Chair had suffered greatly in the Corona crisis. The airline, like many others, had to claim state aid. A spokesman told aeroTELEGRAPH that “as part of the hardship program, like all other airlines, they were entitled” to claim state aid. That’s what they did. Among other things, it is about a loan of half a million Swiss francs. Nevertheless, thanks to “very lean structures and strict cost management”, the crisis was “survived relatively well” compared to the competition.

Loan to Chair now classified as long-term

However, the state aid has consequences for the Chair’s major shareholder Enter Air. The Polish charter airline holds 49.9 percent. She had granted the Swiss participation a loan of 3.5 million dollars when she joined in 2019. This should actually have been repaid at the end of June 2021.

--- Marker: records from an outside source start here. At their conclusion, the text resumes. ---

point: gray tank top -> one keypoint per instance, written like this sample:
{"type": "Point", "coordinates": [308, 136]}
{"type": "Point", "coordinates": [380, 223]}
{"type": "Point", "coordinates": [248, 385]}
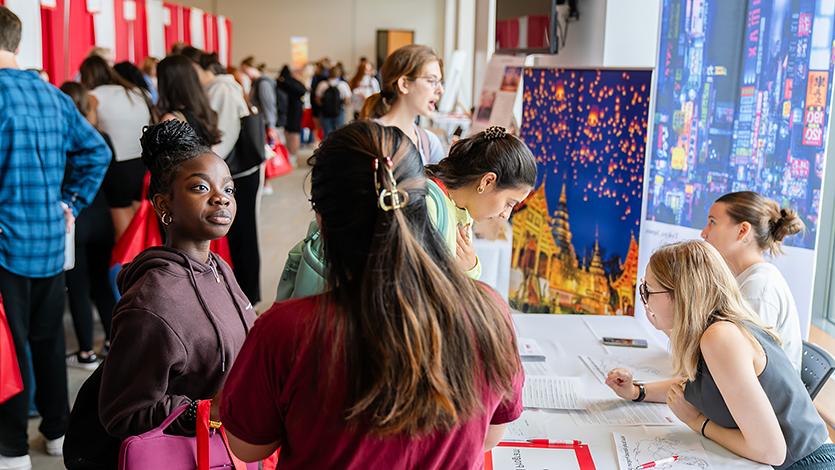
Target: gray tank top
{"type": "Point", "coordinates": [802, 427]}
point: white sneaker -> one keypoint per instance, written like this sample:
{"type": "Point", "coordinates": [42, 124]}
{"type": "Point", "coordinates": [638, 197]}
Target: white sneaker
{"type": "Point", "coordinates": [55, 447]}
{"type": "Point", "coordinates": [15, 463]}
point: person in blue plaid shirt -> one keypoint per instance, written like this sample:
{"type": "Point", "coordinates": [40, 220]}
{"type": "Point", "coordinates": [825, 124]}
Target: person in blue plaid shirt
{"type": "Point", "coordinates": [41, 133]}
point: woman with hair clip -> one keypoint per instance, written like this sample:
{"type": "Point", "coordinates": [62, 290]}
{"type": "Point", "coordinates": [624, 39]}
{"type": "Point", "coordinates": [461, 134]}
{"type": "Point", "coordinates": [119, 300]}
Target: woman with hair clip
{"type": "Point", "coordinates": [743, 226]}
{"type": "Point", "coordinates": [484, 177]}
{"type": "Point", "coordinates": [123, 110]}
{"type": "Point", "coordinates": [404, 362]}
{"type": "Point", "coordinates": [734, 384]}
{"type": "Point", "coordinates": [182, 317]}
{"type": "Point", "coordinates": [182, 97]}
{"type": "Point", "coordinates": [412, 85]}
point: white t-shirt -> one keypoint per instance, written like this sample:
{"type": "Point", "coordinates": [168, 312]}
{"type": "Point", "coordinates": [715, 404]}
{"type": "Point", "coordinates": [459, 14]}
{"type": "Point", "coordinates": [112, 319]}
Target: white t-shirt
{"type": "Point", "coordinates": [344, 88]}
{"type": "Point", "coordinates": [226, 98]}
{"type": "Point", "coordinates": [122, 115]}
{"type": "Point", "coordinates": [766, 291]}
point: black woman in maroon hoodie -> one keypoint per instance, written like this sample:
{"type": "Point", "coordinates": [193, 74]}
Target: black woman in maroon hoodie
{"type": "Point", "coordinates": [182, 317]}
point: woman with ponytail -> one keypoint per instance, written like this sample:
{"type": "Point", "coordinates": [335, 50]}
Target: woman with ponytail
{"type": "Point", "coordinates": [182, 317]}
{"type": "Point", "coordinates": [412, 85]}
{"type": "Point", "coordinates": [404, 362]}
{"type": "Point", "coordinates": [743, 226]}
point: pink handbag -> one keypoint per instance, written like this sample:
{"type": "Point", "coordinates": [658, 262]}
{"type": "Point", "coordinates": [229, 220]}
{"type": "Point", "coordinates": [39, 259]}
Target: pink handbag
{"type": "Point", "coordinates": [155, 449]}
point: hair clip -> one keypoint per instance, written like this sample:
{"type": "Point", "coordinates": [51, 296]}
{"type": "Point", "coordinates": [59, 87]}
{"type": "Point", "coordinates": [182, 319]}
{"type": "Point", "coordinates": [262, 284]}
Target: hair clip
{"type": "Point", "coordinates": [393, 198]}
{"type": "Point", "coordinates": [494, 132]}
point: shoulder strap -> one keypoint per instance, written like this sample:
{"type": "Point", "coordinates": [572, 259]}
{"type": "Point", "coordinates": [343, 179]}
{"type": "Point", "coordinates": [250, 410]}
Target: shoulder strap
{"type": "Point", "coordinates": [439, 198]}
{"type": "Point", "coordinates": [424, 144]}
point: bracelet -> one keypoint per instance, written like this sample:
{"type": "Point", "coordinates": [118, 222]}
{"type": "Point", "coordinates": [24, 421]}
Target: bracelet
{"type": "Point", "coordinates": [642, 393]}
{"type": "Point", "coordinates": [704, 425]}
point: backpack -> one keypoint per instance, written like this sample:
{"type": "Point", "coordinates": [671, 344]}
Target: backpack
{"type": "Point", "coordinates": [332, 102]}
{"type": "Point", "coordinates": [304, 271]}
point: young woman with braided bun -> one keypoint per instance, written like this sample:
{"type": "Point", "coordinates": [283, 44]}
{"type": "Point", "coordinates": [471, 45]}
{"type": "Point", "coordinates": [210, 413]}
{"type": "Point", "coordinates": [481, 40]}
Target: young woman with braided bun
{"type": "Point", "coordinates": [404, 362]}
{"type": "Point", "coordinates": [743, 226]}
{"type": "Point", "coordinates": [182, 317]}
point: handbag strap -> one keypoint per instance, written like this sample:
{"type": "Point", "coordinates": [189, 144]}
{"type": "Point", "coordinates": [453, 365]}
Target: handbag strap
{"type": "Point", "coordinates": [203, 434]}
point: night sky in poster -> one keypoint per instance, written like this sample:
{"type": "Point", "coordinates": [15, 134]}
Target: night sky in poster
{"type": "Point", "coordinates": [587, 129]}
{"type": "Point", "coordinates": [741, 104]}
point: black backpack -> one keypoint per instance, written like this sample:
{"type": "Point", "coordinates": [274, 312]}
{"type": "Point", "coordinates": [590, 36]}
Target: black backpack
{"type": "Point", "coordinates": [332, 102]}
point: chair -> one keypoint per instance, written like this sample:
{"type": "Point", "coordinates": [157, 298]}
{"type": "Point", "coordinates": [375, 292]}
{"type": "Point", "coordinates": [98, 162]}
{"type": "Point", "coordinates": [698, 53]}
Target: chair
{"type": "Point", "coordinates": [816, 367]}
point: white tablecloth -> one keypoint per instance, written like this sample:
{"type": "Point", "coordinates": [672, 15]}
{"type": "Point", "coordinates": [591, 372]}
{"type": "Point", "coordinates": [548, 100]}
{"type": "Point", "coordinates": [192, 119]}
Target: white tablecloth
{"type": "Point", "coordinates": [563, 337]}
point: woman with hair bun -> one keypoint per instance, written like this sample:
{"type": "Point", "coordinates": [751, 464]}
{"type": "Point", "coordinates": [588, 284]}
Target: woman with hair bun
{"type": "Point", "coordinates": [412, 85]}
{"type": "Point", "coordinates": [182, 317]}
{"type": "Point", "coordinates": [743, 226]}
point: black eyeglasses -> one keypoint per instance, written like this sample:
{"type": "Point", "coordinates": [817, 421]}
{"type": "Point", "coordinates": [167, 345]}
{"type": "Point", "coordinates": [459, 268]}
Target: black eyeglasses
{"type": "Point", "coordinates": [643, 289]}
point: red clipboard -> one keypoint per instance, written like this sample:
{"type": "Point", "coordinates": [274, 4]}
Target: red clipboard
{"type": "Point", "coordinates": [581, 450]}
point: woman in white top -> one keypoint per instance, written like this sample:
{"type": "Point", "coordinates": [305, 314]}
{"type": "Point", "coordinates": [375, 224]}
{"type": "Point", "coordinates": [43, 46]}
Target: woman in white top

But the rules on Swiss state aid explicitly prohibit the repayment of loans to group companies before the state loan has been repaid. Enter Air has therefore granted Chair an extension of the deadline and reclassified the loan, which bears 5 percent interest, as “long-term” in its balance sheet. “The exact repayment date is an internal agreement,” said the spokesman.

No search for a new investor

And something else has changed. Enter Air has the right to increase its stake in Chair from 49.9 percent to 80 percent. “We definitely want to exercise the call option,” said Commercial Manager Andrzej Kobielski to aeroTELEGRAPH in 2019. The Poles no longer want to do this, as stated in their annual report. There are no plans to “exercise this right” because the option “is only viewed as a protective right”. This has now been extended.

“Due to the pandemic situation and the exceptional circumstances of the past two years, it was mutually agreed to extend the option,” said the spokesman. Despite this, Chair is not looking for a new investor.